Colonne de Trajan, montrant des soldats romains portant des jambières. Domaine public

Comme avec le GPS et Internet, les innovations du secteur militaire se propagent lentement à la société civile. Dès 397, le pantalon, dans toute son odeur, devenait si courant que les frères empereurs Honorius et Arcadius (des empires occidental et oriental, respectivement) ont émis une interdiction officielle du pantalon. L'interdiction est citée dans un code portant le nom de leur père, Theodosianus, qui se lisait comme suit: «Dans la vénérable ville, nul ne devrait être autorisé à s'approprier l'usage de bottes ou de pantalons. Mais si un homme tente de contrevenir à cette sanction, nous ordonnons, conformément à la sentence de l'illustre préfet, que l'auteur de l'infraction soit privé de toutes ses ressources et livré à un exil perpétuel. "

«L’interdiction consiste essentiellement à interdire aux civils de porter une tenue militaire dans la capitale», explique Elm, «ainsi on pourrait y voir un moyen indirect de faciliter la distinction entre civils et militaires à une époque où la tension était intense. Quatre ans auparavant, l'empereur Valens avait été tué au combat à l'intérieur des frontières romaines et un tiers de l'armée avait été anéanti. Donc interdire les pantalons aurait pu être un moyen de s'assurer que la capitale était plus facile à contrôler et que les combattants étaient tenus à l'écart.
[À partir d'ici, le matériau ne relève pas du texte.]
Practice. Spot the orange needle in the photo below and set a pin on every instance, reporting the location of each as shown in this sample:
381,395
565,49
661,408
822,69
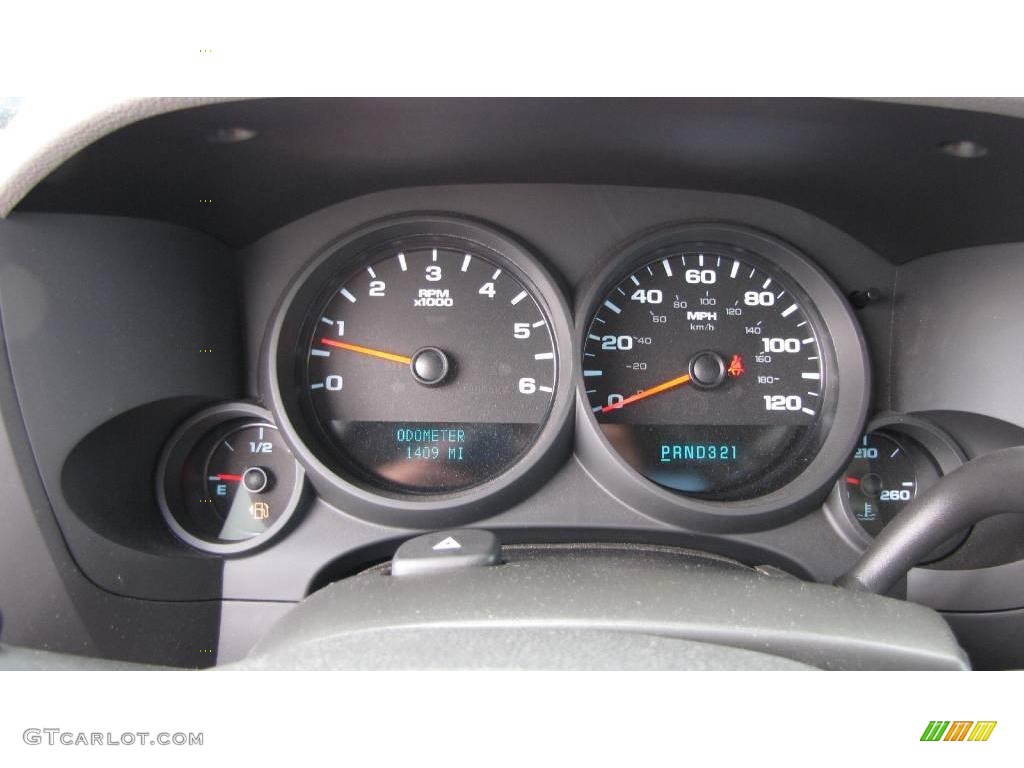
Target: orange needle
671,384
367,350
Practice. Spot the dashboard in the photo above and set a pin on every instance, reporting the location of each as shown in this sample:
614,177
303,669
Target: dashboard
217,408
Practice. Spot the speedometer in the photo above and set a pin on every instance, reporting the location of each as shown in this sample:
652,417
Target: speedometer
711,370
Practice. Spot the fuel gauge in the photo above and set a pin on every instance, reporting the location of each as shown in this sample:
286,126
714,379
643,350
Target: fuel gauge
227,481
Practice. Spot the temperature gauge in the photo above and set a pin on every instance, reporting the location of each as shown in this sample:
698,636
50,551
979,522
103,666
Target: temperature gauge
896,459
881,480
227,480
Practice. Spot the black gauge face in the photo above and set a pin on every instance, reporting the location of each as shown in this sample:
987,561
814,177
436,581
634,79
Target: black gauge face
248,481
880,481
428,369
708,371
226,480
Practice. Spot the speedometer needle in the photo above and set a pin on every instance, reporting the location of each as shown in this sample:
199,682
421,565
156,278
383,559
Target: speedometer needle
367,350
671,384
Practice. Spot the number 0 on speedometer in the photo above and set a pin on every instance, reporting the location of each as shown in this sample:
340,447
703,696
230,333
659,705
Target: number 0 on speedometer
707,369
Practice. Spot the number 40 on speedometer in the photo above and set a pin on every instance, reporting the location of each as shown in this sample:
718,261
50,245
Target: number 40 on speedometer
704,369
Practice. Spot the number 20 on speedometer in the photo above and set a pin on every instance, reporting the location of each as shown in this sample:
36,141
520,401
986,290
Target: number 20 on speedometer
706,368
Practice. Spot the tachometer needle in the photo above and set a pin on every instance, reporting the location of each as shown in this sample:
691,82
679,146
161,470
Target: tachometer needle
367,350
671,384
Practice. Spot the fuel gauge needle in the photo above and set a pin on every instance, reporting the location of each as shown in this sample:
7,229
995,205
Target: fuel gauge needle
368,351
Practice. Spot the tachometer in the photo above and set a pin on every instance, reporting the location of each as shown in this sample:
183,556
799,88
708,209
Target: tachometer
712,372
423,360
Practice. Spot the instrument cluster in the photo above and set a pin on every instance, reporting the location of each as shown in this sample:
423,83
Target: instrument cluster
427,371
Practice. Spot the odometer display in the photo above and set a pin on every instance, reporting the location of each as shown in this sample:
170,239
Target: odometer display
428,368
706,370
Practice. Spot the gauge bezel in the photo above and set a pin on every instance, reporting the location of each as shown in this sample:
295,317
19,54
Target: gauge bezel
284,341
933,444
847,367
184,439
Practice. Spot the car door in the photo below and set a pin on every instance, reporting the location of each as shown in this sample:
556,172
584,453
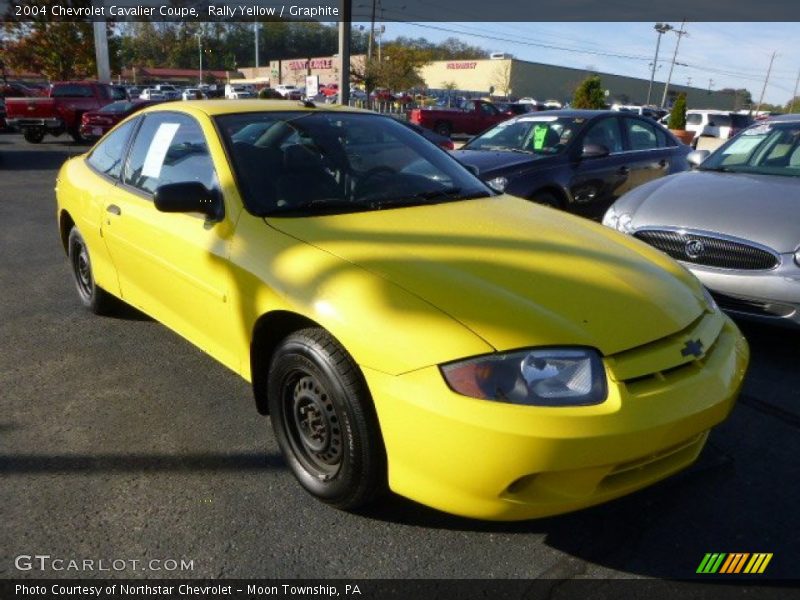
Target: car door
597,182
172,266
649,155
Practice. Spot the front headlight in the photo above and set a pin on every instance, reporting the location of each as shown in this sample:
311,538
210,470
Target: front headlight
712,304
498,183
536,377
621,221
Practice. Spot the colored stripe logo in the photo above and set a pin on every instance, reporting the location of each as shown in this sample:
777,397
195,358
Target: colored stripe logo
735,562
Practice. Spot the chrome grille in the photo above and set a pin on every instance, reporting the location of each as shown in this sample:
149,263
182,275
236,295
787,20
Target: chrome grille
708,250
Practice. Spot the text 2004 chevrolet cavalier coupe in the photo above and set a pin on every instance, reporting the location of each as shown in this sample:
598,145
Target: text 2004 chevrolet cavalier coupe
404,326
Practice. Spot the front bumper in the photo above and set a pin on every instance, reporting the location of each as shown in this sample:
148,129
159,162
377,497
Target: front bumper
767,296
498,461
52,123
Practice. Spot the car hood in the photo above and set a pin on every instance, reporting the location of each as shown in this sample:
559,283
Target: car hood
514,273
761,208
491,160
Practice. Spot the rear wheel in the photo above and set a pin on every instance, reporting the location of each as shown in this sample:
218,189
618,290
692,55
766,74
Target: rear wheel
324,420
443,128
93,297
34,135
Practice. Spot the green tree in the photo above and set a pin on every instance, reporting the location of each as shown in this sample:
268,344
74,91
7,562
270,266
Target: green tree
677,118
589,94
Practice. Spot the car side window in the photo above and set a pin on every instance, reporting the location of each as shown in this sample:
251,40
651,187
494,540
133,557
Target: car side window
641,135
72,91
107,156
169,148
605,132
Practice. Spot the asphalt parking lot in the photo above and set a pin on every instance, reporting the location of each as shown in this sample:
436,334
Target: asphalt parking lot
119,440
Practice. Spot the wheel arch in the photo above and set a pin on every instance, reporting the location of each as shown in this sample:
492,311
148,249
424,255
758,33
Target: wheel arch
65,225
268,332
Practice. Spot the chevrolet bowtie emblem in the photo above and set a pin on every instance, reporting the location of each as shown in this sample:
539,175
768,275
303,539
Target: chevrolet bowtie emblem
693,348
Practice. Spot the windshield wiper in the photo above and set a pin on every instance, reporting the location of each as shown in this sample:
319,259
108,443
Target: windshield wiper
320,206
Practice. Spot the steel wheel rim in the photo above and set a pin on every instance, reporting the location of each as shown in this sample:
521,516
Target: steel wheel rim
83,270
313,425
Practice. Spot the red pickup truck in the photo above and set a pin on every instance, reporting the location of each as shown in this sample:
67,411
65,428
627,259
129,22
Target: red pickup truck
477,116
59,112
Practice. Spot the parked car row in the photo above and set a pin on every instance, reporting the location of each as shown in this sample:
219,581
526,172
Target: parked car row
732,220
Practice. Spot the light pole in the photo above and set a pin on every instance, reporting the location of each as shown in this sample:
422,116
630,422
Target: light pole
661,28
680,33
200,53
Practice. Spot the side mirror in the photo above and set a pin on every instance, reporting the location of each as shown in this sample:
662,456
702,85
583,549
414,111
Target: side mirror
186,197
697,157
472,169
594,151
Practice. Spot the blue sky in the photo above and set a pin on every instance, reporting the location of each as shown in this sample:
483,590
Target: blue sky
730,54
L’interdiction pourrait également être interprétée comme une tentative désespérée des empereurs des dernières années de s’attacher au sens de l’identité romaine à un moment où l’empire était devenue un creuset de traditions, après des centaines d’années d’expansion et d’appropriation culturelle. Les cheveux longs et les bijoux voyants ont rapidement rejoint les bottes et les pantalons comme mode interdite.

«Les empereurs voulaient contrôler l'influence des barbares sur la mode, mais leurs propres gardes du corps, auxquels ils faisaient probablement confiance, étaient des barbares», explique Elm. "Donc, plutôt qu'anti-barbares, ils étaient pour la plupart anti-identité barbare." Restaurer des concepts tels que "pureté" et "identité" n'est pas rare dans les empires évanouis - les moyens autoritaires de faire en sorte que les dirigeants se sentent en contrôle chez eux face à faiblesse externe.
Il n'est pas clair si l'interdiction du pantalon a eu un impact sur l'identité romaine, ou a même été effectivement appliquée. Il n’existe aucune preuve légale ni lettre de colère. Mais 13 ans après l'interdiction, des combattants wisigoths dirigés par le roi Alaric ont violemment pénétré dans Rome et l'ont renvoyée, événement que la plupart des historiens considèrent comme une poussée critique lors de la chute de l'empire romain d'Occident en 476. L'interdiction a été plus ou moins rendue.

Un tableau de 1890 de l'artiste français Joseph-Noël Sylvestre représente le sac de Rome par les Wisigoths. Domaine public

Bien sûr, le pantalon a finalement été gagné. Un siècle plus tard, les barbares avaient revendiqué la bataille de l'âme de la cour de Constantinople, l'unique cour romaine restante. «Aux Ve et VIe siècles, la coutume dite barbare, le haut à manches et le pantalon, devint soudain l'uniforme officiel de la cour romaine. Si tu étais proche de l'empereur, c'est ce que tu porterais », dit Olson. «Les érudits n’ont pas encore été en mesure d’expliquer comment cela s’est passé, le pantalon qui venait d’être interdit devenant des vêtements légalement obligatoires pour la cour romaine.»